Chordal majesty from Chameleon
“From wild spring air’’ was the title of the fifth and final concert of Chameleon Arts Ensemble’s 13th season, but on Saturday night, the playing at a packed Goethe-Institut matched the weather outside: warm and pungent, with a more than a hint of rainy sorrow. The program from this all-star lineup of chamber musicians was typically imaginative and eclectic, a gathering of B’s not Bach, Beethoven, and Brahms, but Samuel Barber, Derek Bermel, Beethoven, and Ernest Bloch.
Program title notwithstanding, the evening began with Barber’s “Summer Music’’ (1956). Perhaps because it was a commission from the Detroit Chamber Music Society, this wind quintet is summer in the city, with squealing car horns, scrambling pedestrians, a recollection of summer camp. A jazzy nightclub and a church peered out from the cacophony; there was a sudden run and then it all just stopped, the players glowing in the heat of their performance.
Bermel’s “Tied Shifts’’ (2004) is a crazy race through the Balkans, with jagged clarinet and fiddle playing and meters that shift at will. The first movement is marked “Driving, relentless,’’ and it was, from the opening violin ostinato to the marimba’s demented dance of death. The “Rocking gently’’ second movement starts out in Charles Ives hymn mode, the cello singing low and comforting against a flute that goes off on its own, but after that it just rocks. The playing rose to a chorus of chordal majesty before subsiding into mutterings; the end found everyone stuck in a moment, as in the beginning.

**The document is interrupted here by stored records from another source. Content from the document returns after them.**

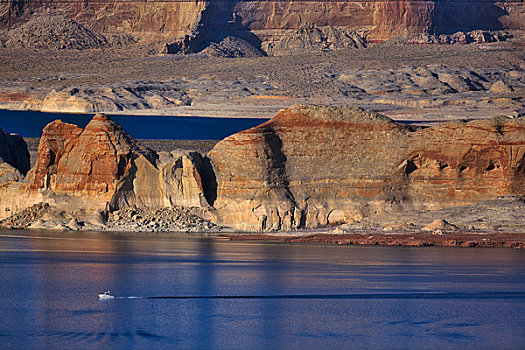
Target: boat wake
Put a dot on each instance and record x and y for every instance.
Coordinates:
(485, 295)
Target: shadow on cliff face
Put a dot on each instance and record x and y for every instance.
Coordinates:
(209, 181)
(451, 16)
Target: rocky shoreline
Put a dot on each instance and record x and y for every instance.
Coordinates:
(412, 239)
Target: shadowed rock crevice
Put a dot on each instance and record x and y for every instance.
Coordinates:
(312, 166)
(209, 181)
(451, 16)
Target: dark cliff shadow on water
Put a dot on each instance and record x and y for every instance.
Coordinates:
(451, 16)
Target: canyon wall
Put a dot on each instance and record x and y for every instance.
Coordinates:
(264, 21)
(307, 167)
(314, 166)
(102, 168)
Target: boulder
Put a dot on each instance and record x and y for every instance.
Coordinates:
(101, 168)
(13, 152)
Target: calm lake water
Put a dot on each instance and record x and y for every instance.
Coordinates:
(49, 284)
(30, 124)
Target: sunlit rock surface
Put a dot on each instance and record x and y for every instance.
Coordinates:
(312, 166)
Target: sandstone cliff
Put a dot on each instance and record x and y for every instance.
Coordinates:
(101, 168)
(313, 166)
(309, 166)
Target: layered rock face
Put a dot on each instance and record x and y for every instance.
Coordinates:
(309, 166)
(103, 168)
(312, 166)
(207, 21)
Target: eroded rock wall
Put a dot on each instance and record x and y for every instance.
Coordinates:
(312, 166)
(168, 19)
(271, 20)
(101, 168)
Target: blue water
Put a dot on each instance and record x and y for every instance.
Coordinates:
(415, 298)
(30, 124)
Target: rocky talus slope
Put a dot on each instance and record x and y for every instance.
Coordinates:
(308, 167)
(87, 172)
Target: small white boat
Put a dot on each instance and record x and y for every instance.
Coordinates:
(106, 295)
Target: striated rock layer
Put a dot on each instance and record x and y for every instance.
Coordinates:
(309, 166)
(101, 168)
(313, 166)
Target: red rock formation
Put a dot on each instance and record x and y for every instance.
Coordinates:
(311, 166)
(382, 20)
(103, 167)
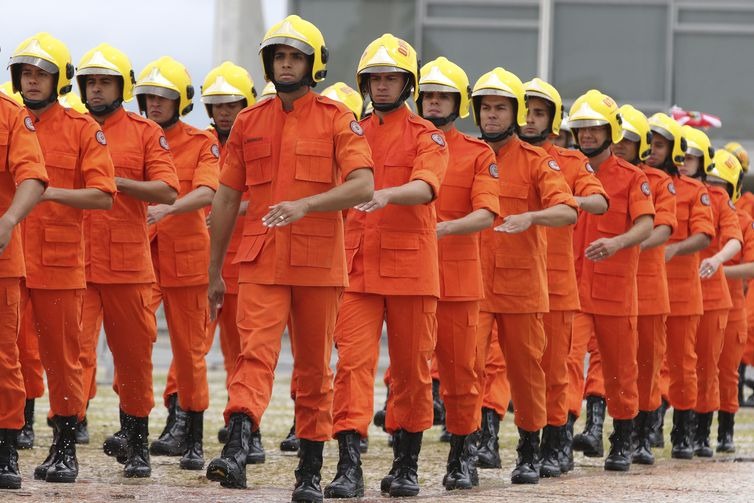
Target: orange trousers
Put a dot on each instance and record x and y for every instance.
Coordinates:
(730, 358)
(455, 354)
(187, 316)
(12, 393)
(412, 329)
(131, 330)
(617, 343)
(58, 321)
(680, 357)
(522, 340)
(709, 344)
(263, 311)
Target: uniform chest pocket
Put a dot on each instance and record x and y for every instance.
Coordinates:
(258, 158)
(314, 161)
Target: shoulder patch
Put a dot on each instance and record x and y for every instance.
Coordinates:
(645, 189)
(356, 128)
(100, 137)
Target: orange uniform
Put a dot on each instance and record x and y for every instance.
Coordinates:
(694, 216)
(607, 288)
(20, 160)
(515, 269)
(394, 277)
(77, 157)
(717, 304)
(735, 331)
(470, 184)
(118, 265)
(180, 256)
(297, 271)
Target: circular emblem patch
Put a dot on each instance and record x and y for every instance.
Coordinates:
(645, 188)
(100, 136)
(493, 170)
(356, 128)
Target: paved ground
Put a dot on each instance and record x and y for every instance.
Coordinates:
(724, 479)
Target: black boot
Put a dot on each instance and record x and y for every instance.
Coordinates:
(642, 449)
(619, 457)
(290, 443)
(590, 440)
(349, 479)
(701, 435)
(25, 437)
(230, 468)
(488, 453)
(137, 462)
(725, 422)
(458, 475)
(193, 456)
(551, 448)
(680, 435)
(64, 466)
(526, 470)
(9, 476)
(256, 454)
(565, 457)
(308, 473)
(116, 445)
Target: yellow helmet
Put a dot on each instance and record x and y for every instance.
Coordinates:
(726, 167)
(636, 128)
(106, 60)
(445, 76)
(541, 89)
(7, 89)
(168, 78)
(48, 53)
(669, 129)
(389, 54)
(345, 94)
(500, 82)
(227, 83)
(699, 144)
(741, 154)
(299, 34)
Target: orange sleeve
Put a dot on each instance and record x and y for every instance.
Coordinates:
(157, 159)
(96, 164)
(485, 189)
(352, 150)
(431, 160)
(700, 219)
(664, 200)
(640, 197)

The performance of Beethoven’s Sonata for Violin and Piano in A minor (1800) was a thing of beauty throughout, with violinist Joanna Kurkowicz (the concertmistress of the Boston Philharmonic Orchestra) and Russian-American guest pianist Sergey Schepkin conversing like a married couple, intense and passionate in the opening Presto, then playful but with an edge in the Andante scherzoso. In the Molto allegro rondo finale, they tried to outdo each other, alternating fireworks with teasing pauses. The finish itself was a tease, as if the couple had talked themselves out and were going to bed.
Chameleon concluded with Bloch’s Piano Quintet No. 1, which was written in 1923 but seems to anticipate the Holocaust, with its war-machine marches and songs of lamentation and Dies Irae allusions. There’s a glimmer of hope at the end, piano chords that shine like stars to wish on. The performers Kurkowicz and Schepkin joined by violinist Katherine Winterstein, violist Scott Woolweaver, and cellist Rafael Popper-Keizer all played like stars.